What to see and do once you ‘arrive’
Make yourself get up and stay up at 2 in the morning so your internal clock goes wonky. No. Wait. It’s your bed. Your pillow. So — at whatever time of day best fits your schedule — over the next few days (for an hour, more or less, each day), visit that shrine or church by moseying through that written material.
Light a candle. (You’d be stopping by the racks of votive candles if you were there, wouldn’t you?) Take in the sights through that DVD or online video. Pause for a while at the particular image, the surrounding art, the basilica, the plaza, your fellow pilgrims.
You can be a part of it while being so far from it. You can be swept up in it as you meditate, pray for loved ones and thank God for the many, many blessing and graces he continues to bestow on you. You can pray the Rosary privately and pray with those attending Mass there. (Some shrine websites have live, online “streaming” Masses and other services. Others have recorded ones.)
At some point over these days, if possible, you can visit your own parish (“visit” meaning really go there) and attend Mass and receive Communion. Yes, online is good, but there’s nothing like the real thing when it comes to the Real Presence.
Before you leave
Stop at the gift shop or a souvenir store. (There has to be one of those, right? At least one.) What would you like to get for yourself and for your loved ones back home? Order a rosary, medal, plaque, statue or other sacramental online. Pick up a related book.
And, if you want to venture out, stop by the local Catholic bookstore in your area to do that. Get something nice, which you would do if you had traveled all that way and spent all that money for your pilgrimage. Which you can do since you didn’t spend a dime for this spiritual journey.
And don’t forget to make a donation! You’d do that, too, if you were physically there. To that shrine or church. To the religious order that staffs it or to the ministry of those associated with it. To your favorite apostolate or charity.

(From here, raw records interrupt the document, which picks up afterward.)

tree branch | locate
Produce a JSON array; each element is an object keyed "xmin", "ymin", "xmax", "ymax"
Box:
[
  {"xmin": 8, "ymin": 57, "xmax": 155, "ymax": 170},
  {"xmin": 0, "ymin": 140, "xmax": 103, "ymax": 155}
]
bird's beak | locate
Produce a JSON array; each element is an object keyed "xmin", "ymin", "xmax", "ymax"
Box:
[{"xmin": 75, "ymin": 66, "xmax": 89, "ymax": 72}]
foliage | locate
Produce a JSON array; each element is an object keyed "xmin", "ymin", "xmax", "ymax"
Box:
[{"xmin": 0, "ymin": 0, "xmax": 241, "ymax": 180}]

It can be tough returning home after making a pilgrimage (or a retreat, for that matter). You can feel you’ve changed but everyone and everything back at the old homestead or workplace has remained the same. It’s easy to get swept up in petty concerns and habits.
How do you keep that “pilgrimage feeling”? How do you maintain those promises you’ve made to yourself? Ask the Holy Spirit and the Blessed Mother for help, turn to the saint whose home or grave you’ve visited and start planning your next “trip.”

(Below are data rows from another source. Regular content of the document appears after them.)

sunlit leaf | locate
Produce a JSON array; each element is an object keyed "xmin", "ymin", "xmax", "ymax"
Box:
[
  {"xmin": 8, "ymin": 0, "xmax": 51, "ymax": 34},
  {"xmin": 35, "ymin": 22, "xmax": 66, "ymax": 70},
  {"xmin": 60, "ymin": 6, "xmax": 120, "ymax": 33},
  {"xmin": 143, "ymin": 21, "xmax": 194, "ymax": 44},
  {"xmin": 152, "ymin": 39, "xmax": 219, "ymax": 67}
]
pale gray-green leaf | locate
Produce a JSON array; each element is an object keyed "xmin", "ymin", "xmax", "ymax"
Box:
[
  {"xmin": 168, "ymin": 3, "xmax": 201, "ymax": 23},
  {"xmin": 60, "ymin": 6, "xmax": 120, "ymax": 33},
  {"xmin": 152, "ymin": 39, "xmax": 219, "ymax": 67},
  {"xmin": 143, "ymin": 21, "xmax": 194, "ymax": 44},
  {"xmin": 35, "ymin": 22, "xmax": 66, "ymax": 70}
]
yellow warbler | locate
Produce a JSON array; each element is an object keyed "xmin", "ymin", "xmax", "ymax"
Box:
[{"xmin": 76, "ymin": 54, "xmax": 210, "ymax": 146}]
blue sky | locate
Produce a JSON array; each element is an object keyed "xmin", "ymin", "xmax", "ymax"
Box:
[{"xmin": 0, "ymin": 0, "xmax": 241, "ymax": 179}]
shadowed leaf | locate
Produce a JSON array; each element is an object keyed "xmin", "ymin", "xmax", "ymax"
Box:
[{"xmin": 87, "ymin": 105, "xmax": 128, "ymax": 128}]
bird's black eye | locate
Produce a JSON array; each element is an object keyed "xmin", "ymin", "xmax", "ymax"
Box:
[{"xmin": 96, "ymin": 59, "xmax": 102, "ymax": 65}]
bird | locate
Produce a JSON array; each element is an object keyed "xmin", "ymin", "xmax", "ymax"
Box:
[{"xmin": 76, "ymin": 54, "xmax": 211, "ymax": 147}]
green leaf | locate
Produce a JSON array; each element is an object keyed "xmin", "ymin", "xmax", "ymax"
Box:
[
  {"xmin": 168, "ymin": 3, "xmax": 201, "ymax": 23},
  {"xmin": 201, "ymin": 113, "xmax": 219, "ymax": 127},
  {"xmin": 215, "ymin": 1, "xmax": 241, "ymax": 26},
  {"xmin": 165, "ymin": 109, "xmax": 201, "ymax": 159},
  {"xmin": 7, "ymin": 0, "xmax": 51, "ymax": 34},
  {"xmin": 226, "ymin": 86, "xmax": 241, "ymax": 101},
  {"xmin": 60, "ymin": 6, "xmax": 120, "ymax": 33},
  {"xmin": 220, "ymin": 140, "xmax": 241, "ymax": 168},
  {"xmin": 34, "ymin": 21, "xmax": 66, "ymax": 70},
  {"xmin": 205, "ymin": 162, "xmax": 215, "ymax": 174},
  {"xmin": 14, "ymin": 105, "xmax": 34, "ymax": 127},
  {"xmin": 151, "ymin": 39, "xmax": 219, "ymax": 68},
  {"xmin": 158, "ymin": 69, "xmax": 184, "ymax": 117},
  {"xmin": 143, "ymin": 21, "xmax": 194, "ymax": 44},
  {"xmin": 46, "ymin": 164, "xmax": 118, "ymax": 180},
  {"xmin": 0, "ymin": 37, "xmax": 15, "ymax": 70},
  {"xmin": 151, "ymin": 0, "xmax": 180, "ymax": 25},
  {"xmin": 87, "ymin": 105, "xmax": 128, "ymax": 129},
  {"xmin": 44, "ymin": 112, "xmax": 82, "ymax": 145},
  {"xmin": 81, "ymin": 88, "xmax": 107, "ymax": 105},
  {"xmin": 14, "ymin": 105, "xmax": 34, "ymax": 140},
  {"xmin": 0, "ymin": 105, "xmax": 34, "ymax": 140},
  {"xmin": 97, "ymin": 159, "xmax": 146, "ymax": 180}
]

Bill Dodds writes from Washington.
|Write, eat, walk and go with the flow
A few more suggestions:
Keep a journal
Lots of pilgrims (and tourists) do that. Take a little time to jot down your thoughts and prayers. What you’re discovering there and realizing about yourself. What you feel the Holy Spirit is calling you to do with your life now, and perhaps calling you to stop doing because it’s time for you to move on!

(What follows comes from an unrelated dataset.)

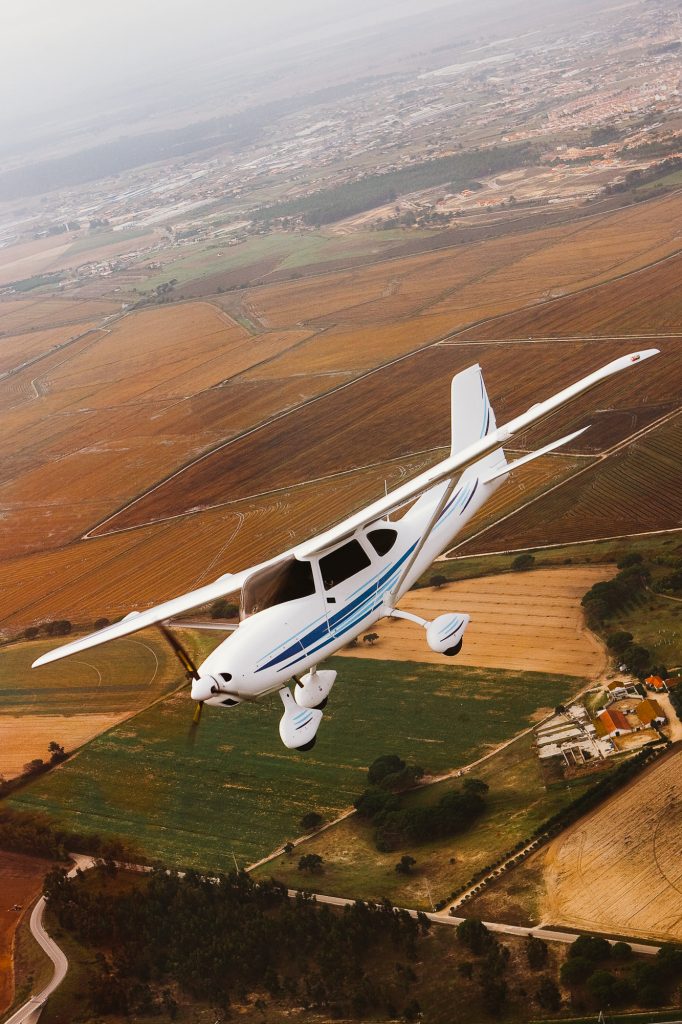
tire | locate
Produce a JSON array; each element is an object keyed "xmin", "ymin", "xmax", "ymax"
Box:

Certainly your pilgrimage can include some fasting, but there can also be a little feasting on some of the local cuisine. At some point, dine on Italian, French, Mexican, whatever. Try a new recipe at home or visit a local restaurant that serves what the folks at wherever eat. If you were actually in that country, at that shrine or basilica, you’d go out and have a nice meal. So, even though you’re staying home, enjoy!
Take a hike
Yes, you could walk 500 miles around town or on a treadmill because you’d love to make the famous Camino de Santiago pilgrimage, but how about five miles during your armchair pilgrimage? Or five blocks, one each day? If you’re bound and determined to do 500, how about two miles a day for a little over eight months? You could get a map of the actual route and mark your progress.
Go with the flow
Stay flexible if, for example, you had planned on being “on pilgrimage” for three days but your real life interrupts it. That’s OK. It’s what happens on most trips, isn’t it? Travel always has its unexpected adventures. At least you can be certain an airline isn’t going to “misplace” your luggage so that you’ll end up wearing the same clothes the whole time.